Screening: Peggy Ahwesh and Chick Strand at Metrograph
In the midst of the #MeToo movement, which has placed an emphasis on women coming forward with their own stories, Metrograph’s series “Tell Me: Women Filmmakers, Women’s Stories” could not be more timely. Loosely speaking, the films chosen focus on giving women a space to talk, and it kicks off with this screening of works by Peggy Ahwesh and Chick Strand. Soft Fiction, Strand’s 1979 film, depicts women performing what she once called an “an exorcism of [an] experience,” or something that allows her subjects to work through trauma while also getting in touch with erotic fantasies. It will be screened with Ahwesh’s 1985 work From Romance to Ritual.
Metrograph, 13 Ludlow Street, 7 p.m. Tickets $15

SATURDAY, FEBRUARY 3

Exhibition: Tania Bruguera at Museum of Modern Art
Cuban artist Tania Bruguera’s Untitled (Havana, 2000), a live performance and video installation conceived for the Havana Biennial in 2000, will go on show this weekend at MoMA. Originally, the work was staged in a former military fortress used as a jail and a site of torture and execution during the Cuban Revolution. The installation consists of a long tunnel whose floor is covered in decomposing sugarcane. Through the darkness shines a faint light at the end of the tunnel: a television showing footage of Fidel Castro. The first of Bruguera’s works to be acquired by MoMA, it will be presented as a part of “Citizens and Borders,” a series that presents perspectives on migration, territory, and displacement.
Museum of Modern Art, 11 West 53rd Street, 10:30 a.m.–5:30 p.m.
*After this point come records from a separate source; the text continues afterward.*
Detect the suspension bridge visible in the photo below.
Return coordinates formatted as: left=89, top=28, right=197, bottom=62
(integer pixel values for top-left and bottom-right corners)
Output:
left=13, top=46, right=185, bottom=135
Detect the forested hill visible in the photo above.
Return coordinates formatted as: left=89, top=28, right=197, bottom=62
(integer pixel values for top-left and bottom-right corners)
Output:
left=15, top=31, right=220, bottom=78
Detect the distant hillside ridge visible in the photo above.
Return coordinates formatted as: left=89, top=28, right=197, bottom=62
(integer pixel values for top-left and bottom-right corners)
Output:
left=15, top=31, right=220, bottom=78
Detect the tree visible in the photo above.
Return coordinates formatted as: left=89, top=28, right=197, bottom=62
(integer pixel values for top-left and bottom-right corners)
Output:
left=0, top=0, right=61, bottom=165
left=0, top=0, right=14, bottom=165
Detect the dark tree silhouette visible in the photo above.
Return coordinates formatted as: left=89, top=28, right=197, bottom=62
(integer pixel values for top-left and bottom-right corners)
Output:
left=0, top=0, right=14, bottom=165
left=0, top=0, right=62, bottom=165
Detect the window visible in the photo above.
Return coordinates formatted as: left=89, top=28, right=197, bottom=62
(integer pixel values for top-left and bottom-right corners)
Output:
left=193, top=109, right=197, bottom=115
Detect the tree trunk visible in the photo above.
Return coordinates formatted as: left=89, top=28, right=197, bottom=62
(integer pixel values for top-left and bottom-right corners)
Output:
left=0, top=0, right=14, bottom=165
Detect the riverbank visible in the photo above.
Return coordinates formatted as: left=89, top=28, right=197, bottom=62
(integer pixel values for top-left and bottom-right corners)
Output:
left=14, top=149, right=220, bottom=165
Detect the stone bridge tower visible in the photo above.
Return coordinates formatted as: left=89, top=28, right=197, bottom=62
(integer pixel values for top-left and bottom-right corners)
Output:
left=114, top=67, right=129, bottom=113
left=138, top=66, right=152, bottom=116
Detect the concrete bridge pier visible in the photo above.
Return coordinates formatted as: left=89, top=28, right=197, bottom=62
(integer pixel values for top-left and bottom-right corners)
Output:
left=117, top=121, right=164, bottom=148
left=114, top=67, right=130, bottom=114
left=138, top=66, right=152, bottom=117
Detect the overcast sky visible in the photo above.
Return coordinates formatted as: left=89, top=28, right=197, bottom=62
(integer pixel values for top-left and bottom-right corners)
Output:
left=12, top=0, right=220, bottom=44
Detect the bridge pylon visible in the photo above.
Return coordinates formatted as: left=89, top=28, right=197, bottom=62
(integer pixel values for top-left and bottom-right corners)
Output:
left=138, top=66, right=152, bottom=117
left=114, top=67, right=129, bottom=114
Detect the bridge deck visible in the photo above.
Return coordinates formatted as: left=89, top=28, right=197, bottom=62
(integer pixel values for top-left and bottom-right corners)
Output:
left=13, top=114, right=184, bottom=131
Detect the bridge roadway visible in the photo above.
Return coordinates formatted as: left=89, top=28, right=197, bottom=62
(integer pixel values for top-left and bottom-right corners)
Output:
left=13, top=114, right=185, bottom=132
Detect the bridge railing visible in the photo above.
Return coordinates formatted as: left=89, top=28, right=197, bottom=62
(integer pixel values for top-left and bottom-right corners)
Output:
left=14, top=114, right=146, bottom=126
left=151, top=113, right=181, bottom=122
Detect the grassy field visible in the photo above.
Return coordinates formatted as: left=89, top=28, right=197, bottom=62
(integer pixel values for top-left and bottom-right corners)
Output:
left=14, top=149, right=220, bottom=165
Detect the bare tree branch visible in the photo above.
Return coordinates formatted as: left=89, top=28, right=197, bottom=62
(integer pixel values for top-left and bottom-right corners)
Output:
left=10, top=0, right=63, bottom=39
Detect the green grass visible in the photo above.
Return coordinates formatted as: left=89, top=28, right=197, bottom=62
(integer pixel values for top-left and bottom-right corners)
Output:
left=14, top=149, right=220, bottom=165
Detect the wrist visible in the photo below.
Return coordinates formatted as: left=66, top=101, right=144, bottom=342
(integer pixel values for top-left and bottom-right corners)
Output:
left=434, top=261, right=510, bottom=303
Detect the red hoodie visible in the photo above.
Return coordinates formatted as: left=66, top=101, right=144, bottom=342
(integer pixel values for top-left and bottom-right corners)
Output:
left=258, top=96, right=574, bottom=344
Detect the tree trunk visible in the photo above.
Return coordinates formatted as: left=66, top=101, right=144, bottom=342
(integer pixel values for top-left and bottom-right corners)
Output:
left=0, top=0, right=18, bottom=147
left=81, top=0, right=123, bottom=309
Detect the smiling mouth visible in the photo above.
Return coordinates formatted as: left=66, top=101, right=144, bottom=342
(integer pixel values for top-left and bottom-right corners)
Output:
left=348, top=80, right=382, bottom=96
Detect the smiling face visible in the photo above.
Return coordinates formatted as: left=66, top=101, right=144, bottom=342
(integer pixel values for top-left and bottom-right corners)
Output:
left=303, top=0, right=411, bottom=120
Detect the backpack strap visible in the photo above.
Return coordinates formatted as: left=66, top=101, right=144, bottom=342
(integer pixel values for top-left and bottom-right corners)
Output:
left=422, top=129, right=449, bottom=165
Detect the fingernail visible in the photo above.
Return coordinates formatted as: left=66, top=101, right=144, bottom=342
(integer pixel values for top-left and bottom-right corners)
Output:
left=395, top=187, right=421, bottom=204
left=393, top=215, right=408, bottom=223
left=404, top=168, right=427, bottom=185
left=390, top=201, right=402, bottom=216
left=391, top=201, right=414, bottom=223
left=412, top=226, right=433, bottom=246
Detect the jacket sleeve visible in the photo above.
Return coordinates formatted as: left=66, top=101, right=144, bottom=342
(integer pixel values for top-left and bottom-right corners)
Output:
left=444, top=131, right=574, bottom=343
Tania Bruguera, Untitled (Havana, 2000), still, 2000, sugar cane bagasse, video (black and white, silent), and live performance.

CASEY STOLL/COURTESY THE ARTIST

Concert: “Julius Eastman: Macle, Trumpet, Joan d’Arc” at the Kitchen
The composer and performer Julius Eastman died at the age of 49, but not without leaving a formative catalogue of scores and recordings in his wake. For the final event of an interdisciplinary series celebrating the life and work of the artist, the Kitchen presents a night of four Eastman pieces executed by an all-star roster of ensembles and soloists. Included in the program is the modern premiere of the recovered Eastman work Trumpet, recently transcribed by Christopher McIntrye and performed by TILT Brass. There will also be a pre-concert talk, accessible to ticket holders, that features Mary Jane Leach, the co-editor of Gay Guerrilla, a 2015 book on Eastman.
The Kitchen, 512 West 19th Street, 8 p.m. Tickets $20/$25

SUNDAY, FEBRUARY 4

Screening: Shaft at Brooklyn Academy of Music
To celebrate the release of the film Black Panther, BAM’s “Fight the Power: Black Superheroes on Film” series is offering a range of films about African-American role models, many of whom have superpowers. The series highlights heroes who challenged inherent power structures both on- and off-screen, subverting the conventions of the traditional film industry. Shaft, the 1971 blaxploitation crime film, features private eye John Shaft (Richard Roundtree) as he goes up against the white mafia to track down the kidnapped daughter of a Harlem crime kingpin. Critic Nelson George will introduce the film.
Brooklyn Academy of Music, 30 Lafayette Avenue, 7 p.m.